Pouco antes, em Ramala, Rice tinha alertado sobre o "impacto negativo" da expansão das colônias judaicas no processo de paz, e afirmou que Washington não reconhecerá as novas casas como linha fronteiriça entre Israel e o futuro Estado palestino.

Enquanto Rice criticava, uma comissão do Ministério do Interior israelense aprovava um plano de urbanização em massa em Jerusalém com 40 mil novas casas, mais de duas mil delas na parte leste, onde os palestinos querem fixar sua capital.

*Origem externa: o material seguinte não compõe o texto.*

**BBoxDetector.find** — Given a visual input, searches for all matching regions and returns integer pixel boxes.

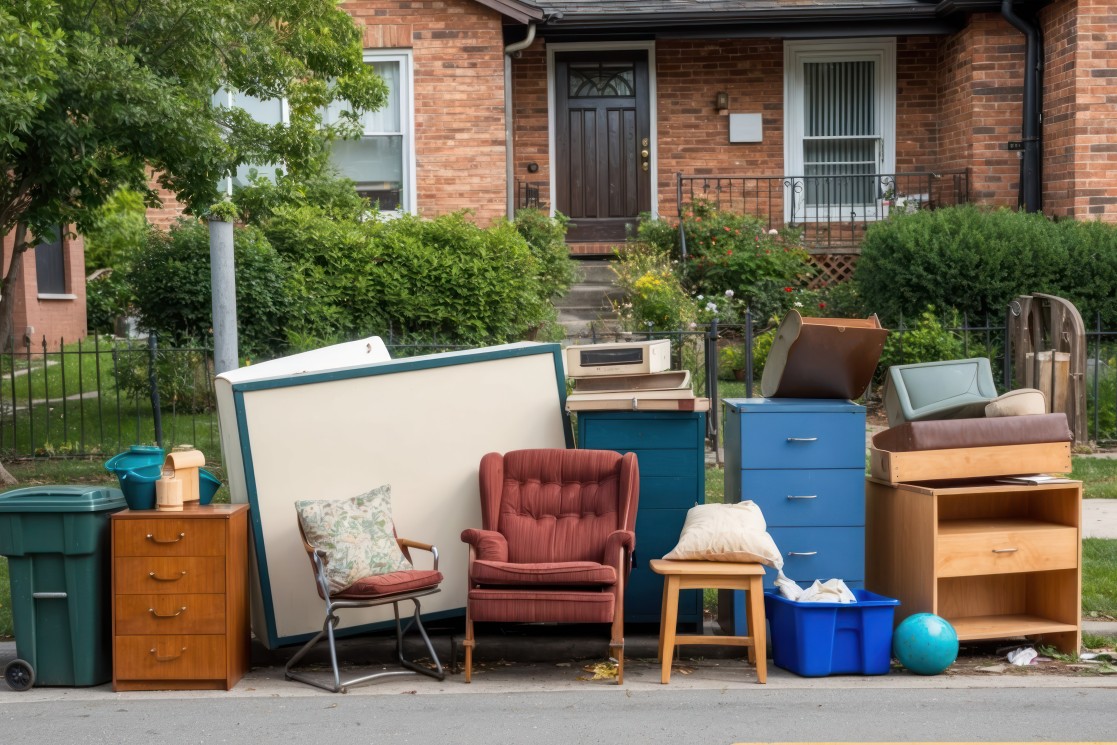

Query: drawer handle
[150,647,187,662]
[147,533,187,543]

Gidi Schmerling, porta-voz da Prefeitura, disse que o plano procura "fazer com que os jovens voltem", e inclui projetos em bairros judeus na área ocupada como Har Guiló, Ramot, Har Homa e Ramat Shlomo, e nos árabes de Beit Hanina, Issawie, Shuafat e At Tur, onde há população palestina.

"Jerusalém não é um assentamento", esclareceu o prefeito ultra-ortodoxo Uri Lupolianski, ciente de que suas iniciativas não serão atacadas por Olmert, que há dois meses está na corda bamba por um escândalo de suborno.

Rice, que apesar da crise política em Israel ainda deseja chegar a um acordo antes do fim de 2008, também exigiu hoje que os israelenses adotem medidas para melhorar a vida da população da Cisjordânia e, com isso, contribuir para o desenvolvimento econômico da Autoridade Nacional Palestina (ANP).

A secretária fez as declarações em reunião trilateral com o ministro da Defesa de Israel, Ehud Barak, e com o primeiro-ministro da ANP, Salam Fayyad, no que já se tornou uma espécie de rotina em cada uma de suas visitas.

"Israel continuará apoiando e impulsionando projetos econômicos na Judéia e em Samaria (nomes bíblicos da Cisjordânia)", afirmou Barak, em resposta ao pedido, no que parece ser a única conquista da sexta missão de paz de Rice à região neste ano.

Essas missões vêm ocorrendo com maior freqüência para tentar alcançar um objetivo do qual nem palestinos nem israelenses parecem muito convencidos de que seja possível conseguir.

Há duas semanas, o negociador-chefe palestino, Ahmed Qorei, afirmou que só um "milagre" trará a paz este ano. Hoje, o porta-voz de Olmert, Mark Regev, alertou que seu país acha "difícil" que os pontos mais difíceis envolvendo Jerusalém sejam resolvidos antes de dezembro.

Em uma visita para jornalistas às localidades israelenses vizinhas à Faixa de Gaza, Regev afirmou que o acordo que será fechado em 2008 "dificilmente incluirá um acordo final sobre Jerusalém, mas estabelecerá um marco para continuar negociando".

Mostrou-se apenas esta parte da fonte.